Technology Spectator

It says something about the recent iPhone iOS 6 operating system upgrade when the New York Times posts help on how to fix issues with it. In this case, a problem noted by users trying to run the new Passbook app. Not that most users around the world would have much need to do this because there are very few companies supporting it.

The debacle with the change from Google maps to Apple’s own ‘unique’ view of the world has also generated a range of suggestions from the suggestion of using Google maps via the Safari browser to uninstalling iOS 6 completely.

The root of the trouble

These problems stem directly from Apple’s approach to upgrades of its phone operating system. Firstly, it works on an annual upgrade cycle timed to occur with the release of new hardware. This is actually a very aggressive time scale. New features this year were launched at the developer conference in a very raw state and were then tested and refined over a few months.

These features were accompanied by changes in the development platform and the developer tools were also evolving alongside the new iOS features.
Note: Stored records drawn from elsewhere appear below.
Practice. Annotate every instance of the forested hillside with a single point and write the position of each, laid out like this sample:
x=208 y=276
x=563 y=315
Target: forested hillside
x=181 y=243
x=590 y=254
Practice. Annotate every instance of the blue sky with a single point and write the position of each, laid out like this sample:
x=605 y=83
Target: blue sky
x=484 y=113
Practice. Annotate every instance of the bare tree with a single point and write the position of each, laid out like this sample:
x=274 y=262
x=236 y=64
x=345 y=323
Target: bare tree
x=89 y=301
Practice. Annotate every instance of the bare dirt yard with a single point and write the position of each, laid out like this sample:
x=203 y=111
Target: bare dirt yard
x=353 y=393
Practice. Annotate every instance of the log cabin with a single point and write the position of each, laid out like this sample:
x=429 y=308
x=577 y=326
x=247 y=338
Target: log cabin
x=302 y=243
This has the effect of limiting the functionality that can be built into new versions of the operating system each year and also has an impact on the coherence of the changes. The cynical view would be that this approach encourages everyone to keep constantly upgrading because earlier versions are almost guaranteed not to work well.
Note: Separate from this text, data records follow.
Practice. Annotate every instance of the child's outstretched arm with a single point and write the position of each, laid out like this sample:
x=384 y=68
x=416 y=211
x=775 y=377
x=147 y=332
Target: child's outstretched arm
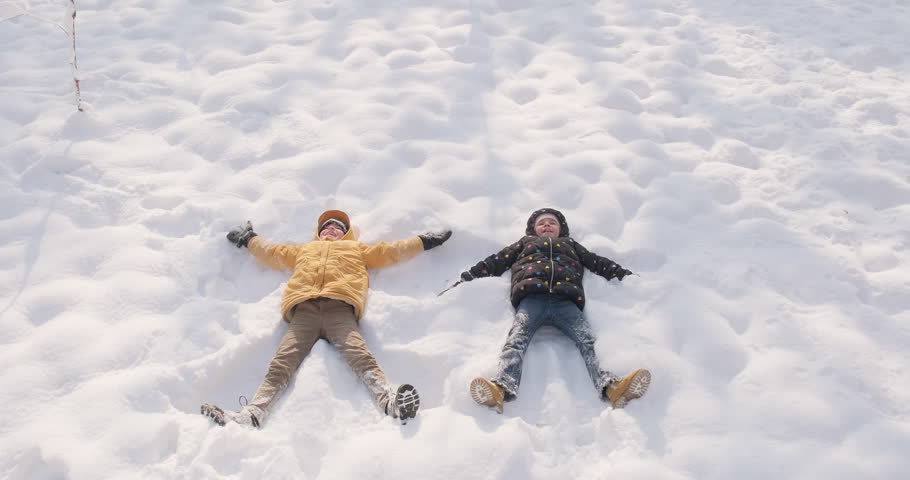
x=602 y=266
x=492 y=266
Another impact of short development cycles is that products are initially focussed on the US market. It is always surprising that consumers in countries other than the US are happy to accept that roll-out schedules will sometimes mean that a feature will not be available for months and sometimes years after it has been released in the US. With iOS 6, the choice of Yelp as the provider of information about businesses meant that Siri and the new maps are not able to provide information of services outside of the US. Support for Apple’s answer to NFC – Passbook – is concentrated in the US.

With every Apple iOS upgrade, there is a hit-and-miss feel to new features. This is highlighted in the new Facebook integration and the new Podcast application.
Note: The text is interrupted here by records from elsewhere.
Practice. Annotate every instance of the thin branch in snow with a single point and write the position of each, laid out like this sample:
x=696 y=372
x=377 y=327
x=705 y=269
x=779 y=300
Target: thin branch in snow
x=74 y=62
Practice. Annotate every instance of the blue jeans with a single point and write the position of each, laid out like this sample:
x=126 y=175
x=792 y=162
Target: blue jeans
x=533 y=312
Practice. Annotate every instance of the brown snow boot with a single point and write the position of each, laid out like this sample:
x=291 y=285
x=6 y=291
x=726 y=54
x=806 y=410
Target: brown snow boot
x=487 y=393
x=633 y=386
Facebook friends in your address book

Idiosyncratic would be one way of describing the way Facebook friends have been integrated into the phone’s address book. Whoever thought that having 700 (or more) additional contacts appear in the contact list was a good idea obviously wasn’t that popular on Facebook. The algorithm for matching existing contacts with those on Facebook has also resulted in random unknown people being linked to contacts. I am not sure if this is amusing, worrying or both.

New podcast application

Another curiosity has been the move of podcasts to their own app. Although this has meant a slightly more dedicated interface for podcasts, it has reduced the practicality of not having the things that you listen to being in the one place. The new podcast application also displays Apple’s obsession with so-called skeuomorphic design. The throwback use of the analogue dial to select podcasts makes sense only to people who remember what radios looked like before they went digital. This has been contrasted with Microsoft’s completely abstract design approach with its Windows 8 design.

Splitting the podcast functionality into another app has also increased the complexity of the phone as it now seems no longer capable of remembering if it was playing a podcast or music and where it was last when you resume listening. A fun new ‘feature’ I have discovered is a podcast randomly starting to play after hanging up from a phone call.

Of course, there are some actual improvements in all of the changes in iOS. Admittedly many of these, like the ability to wake up to music or taking panoramic photos, were previously available in free apps but after all, Apple does have to get its ideas from somewhere.